Arquitectura del relato en la novela histórica romántica española

Me refiero aquí a cómo están divididas externamente estas novelas, para comentar en la próxima entrada algunos aspectos estructurales como son la presencia de digresiones e historias intercaladas y el ritmo narrativo.

Las novelas se suelen dividir en capítulos de mediana extensión; a veces, primero en partes, tomos o libros y después en capítulos (en ocasiones, el autor tardaba un tiempo en dar cada volumen; por ejemplo, las tres partes de Doña Isabel de Solís aparecieron en los años 1837, 1839 y 1846).

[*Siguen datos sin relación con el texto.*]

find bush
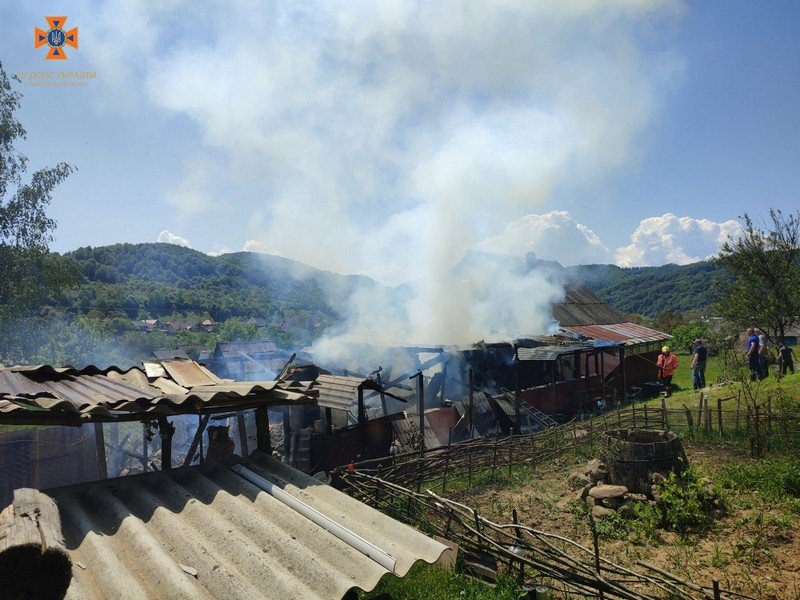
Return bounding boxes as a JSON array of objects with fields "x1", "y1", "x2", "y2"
[{"x1": 659, "y1": 469, "x2": 714, "y2": 533}]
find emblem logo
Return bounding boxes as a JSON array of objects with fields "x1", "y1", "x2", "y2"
[{"x1": 35, "y1": 17, "x2": 78, "y2": 60}]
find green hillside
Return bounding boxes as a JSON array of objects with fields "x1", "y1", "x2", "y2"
[
  {"x1": 566, "y1": 260, "x2": 730, "y2": 317},
  {"x1": 56, "y1": 243, "x2": 372, "y2": 324},
  {"x1": 0, "y1": 244, "x2": 377, "y2": 367}
]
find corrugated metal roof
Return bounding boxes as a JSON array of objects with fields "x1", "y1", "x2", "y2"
[
  {"x1": 52, "y1": 455, "x2": 448, "y2": 599},
  {"x1": 516, "y1": 344, "x2": 593, "y2": 361},
  {"x1": 560, "y1": 323, "x2": 670, "y2": 347},
  {"x1": 0, "y1": 362, "x2": 318, "y2": 425},
  {"x1": 552, "y1": 286, "x2": 625, "y2": 327},
  {"x1": 214, "y1": 340, "x2": 279, "y2": 358},
  {"x1": 313, "y1": 375, "x2": 407, "y2": 412},
  {"x1": 160, "y1": 359, "x2": 225, "y2": 388}
]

Doña Isabel de Solís, de Martínez de la Rosa

No es raro que cada capítulo tenga título propio o vaya encabezado con una cita a modo de lema[1]. Existen también unos clichés para acabar un capítulo y empezar otro: «dejemos a… y volvamos con…», «veamos qué sucedía mientras tanto en…», etc. Así:

Dejémosles entregados en los preparativos de su audaz pensamiento […] y penetremos por un instante en el interior de la plaza sitiada, a donde nos llevan otros acontecimientos (Los héroes de Montesa, p. 182).

Pero contra nuestro intento, se ha dilatado tanto este capítulo que es fuerza dejar para otro la conversación de los dos personajes… (La campana de Huesca, p. 91)[2].

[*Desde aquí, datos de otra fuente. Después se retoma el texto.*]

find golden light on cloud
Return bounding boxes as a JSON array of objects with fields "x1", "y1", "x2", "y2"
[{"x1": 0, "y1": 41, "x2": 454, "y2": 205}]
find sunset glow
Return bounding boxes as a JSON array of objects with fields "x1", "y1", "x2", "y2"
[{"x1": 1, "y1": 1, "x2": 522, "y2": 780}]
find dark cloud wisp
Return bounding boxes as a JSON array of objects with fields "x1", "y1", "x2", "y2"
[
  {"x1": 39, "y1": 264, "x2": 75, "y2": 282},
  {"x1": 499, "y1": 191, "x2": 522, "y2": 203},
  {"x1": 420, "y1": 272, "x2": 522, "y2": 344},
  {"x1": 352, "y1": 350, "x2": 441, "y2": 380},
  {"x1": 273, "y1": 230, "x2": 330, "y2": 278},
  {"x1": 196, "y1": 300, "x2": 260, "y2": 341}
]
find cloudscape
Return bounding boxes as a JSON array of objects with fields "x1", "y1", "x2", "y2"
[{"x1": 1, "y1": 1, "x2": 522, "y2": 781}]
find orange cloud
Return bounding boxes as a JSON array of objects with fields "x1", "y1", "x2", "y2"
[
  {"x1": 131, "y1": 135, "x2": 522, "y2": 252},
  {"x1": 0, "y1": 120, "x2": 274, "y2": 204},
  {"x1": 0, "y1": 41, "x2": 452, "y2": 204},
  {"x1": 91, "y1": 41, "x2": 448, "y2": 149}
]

[1] Tienen título propio los capítulos de La campana de Huesca, Pedro de Hidalgo, Don García Almorabid, Bernardo del Carpio, Los caballeros de Játiva, El lago de Carucedo (cada una de las tres partes), Doña Blanca, Doña Urraca, Amaya, El testamento de don Juan I y Doña Isabel de Solís; van encabezados por citas los de La campana de Huesca, El doncel, Jaime el Barbudo, Ni rey ni Roque, El lago de Carucedo, La heredera de Sangumí y Sancho Saldaña; en el caso de la traducción de Gómez Arias anteceden a cada capítulo unas líneas con el resumen de la acción.

[2] Remito para más detalles a Carlos Mata Induráin, «Estructuras y técnicas narrativas de la novela histórica romántica española (1830-1870)», en Kurt Spang, Ignacio Arellano y Carlos Mata (eds.), La novela histórica. Teoría y comentarios, Pamplona, Eunsa, 1995, pp. 145-198; 2.ª ed., Pamplona, Eunsa, 1998, pp. 113-151.